Last year in Dharamsala, he had provided a highlights reel of sixes against Rahul Chahar. The conditions may have been different here, but the threat he posed remained just as real, even in the rubble of RCB's innings. And yet, on Friday night, Chahal cracked the code.
With teasing flight and dip, he drew Patidar into a lofted stroke - not a reckless swipe, but a shot, with the spin, that was on. Only, the ball spun outside his hitting arc. The result: a straightforward catch at long-off. Chahal's fist-pump, roar, and sprint to his team-mates said it all. And somewhere in the stands, you could almost hear the groan among the RCB faithful: not again.
This dismissal left Tim David, a man usually content being a spectator when RCB bat, needing to do the heavy lifting. The situation demanded more than fireworks; it called for composure and calculation, for the danger of being bowled out inside 14 overs was real.

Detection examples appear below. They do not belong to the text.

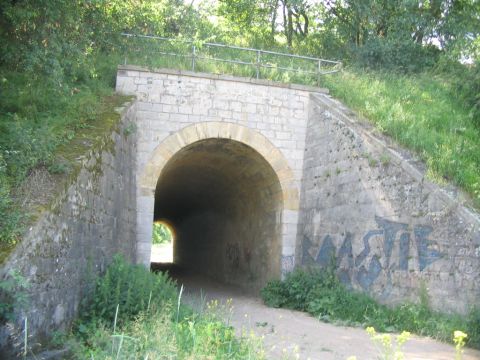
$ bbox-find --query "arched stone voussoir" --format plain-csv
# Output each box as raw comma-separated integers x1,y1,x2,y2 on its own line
139,121,299,210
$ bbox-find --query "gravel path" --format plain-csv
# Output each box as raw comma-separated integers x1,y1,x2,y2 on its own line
172,275,480,360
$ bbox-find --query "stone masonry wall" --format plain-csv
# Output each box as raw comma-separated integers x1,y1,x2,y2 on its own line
116,66,322,270
0,100,136,352
297,95,480,313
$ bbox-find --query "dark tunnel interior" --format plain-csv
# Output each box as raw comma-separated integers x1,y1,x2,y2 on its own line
154,139,283,291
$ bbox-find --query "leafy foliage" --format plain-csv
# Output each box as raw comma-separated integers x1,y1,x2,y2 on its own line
152,222,173,245
82,255,177,324
261,267,480,347
73,256,264,359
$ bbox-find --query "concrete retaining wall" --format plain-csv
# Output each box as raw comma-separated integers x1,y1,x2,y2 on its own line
0,105,136,348
297,95,480,313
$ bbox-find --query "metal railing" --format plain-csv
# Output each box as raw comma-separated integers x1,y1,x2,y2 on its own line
121,33,342,85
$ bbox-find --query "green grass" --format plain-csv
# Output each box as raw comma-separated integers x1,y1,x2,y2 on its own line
0,58,127,250
323,69,480,208
65,257,264,359
261,268,480,348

David answered the call with his longest IPL innings - 50 off 26 balls - an innings that gave RCB a total that had shape if not heft. And then the bowlers took over, scrapping with spirit, pushing the contest further than the score should have allowed. David gave them a platform. They nearly turned it into something more.
RCB teams of the past may have made small chases such as this one into canters. That this team fought back was testimony to how strong their bowling attack is. However, the bottom line is this: they have now let themselves down with the bat for a third straight innings at home, and that has resulted in three home defeats.
And they are veering dangerously close to "this [home defeats] isn't just a coincidence" territory.